Article ID: | iaor201529118 |
Volume: | 66 |
Issue: | 11 |
Start Page Number: | 1895 |
End Page Number: | 1905 |
Publication Date: | Nov 2015 |
Journal: | Journal of the Operational Research Society |
Authors: | Bravo Cristin, Maldonado Sebastin |
Keywords: | datamining, sets, simulation |
Dataset shift is present in almost all real‐world applications, since most of them are constantly dealing with changing environments. Detecting fractures in datasets on time allows recalibrating the models before a significant decrease in the model’s performance is observed. Since small changes are normal in most applications and do not justify the efforts that a model recalibration requires, we are only interested in identifying those changes that are critical for the correct functioning of the model.
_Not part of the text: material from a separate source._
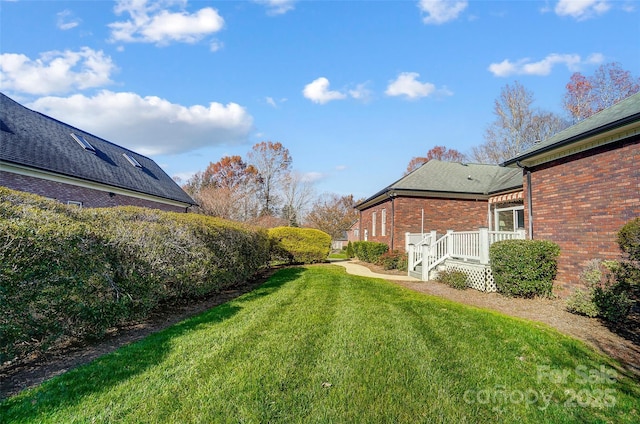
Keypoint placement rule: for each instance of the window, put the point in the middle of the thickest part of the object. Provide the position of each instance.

In this work we propose a model‐dependent backtesting strategy designed to identify significant changes in the covariates, relating a confidence zone of the change to a maximal deviance measure obtained from the coefficients of the model. Using logistic regression as a predictive approach, we performed experiments on simulated data, and on a real‐world credit scoring dataset. The results show that the proposed method has better performance than traditional approaches, consistently identifying major changes in variables while taking into account important characteristics of the problem, such as sample sizes and variances, and uncertainty in the coefficients.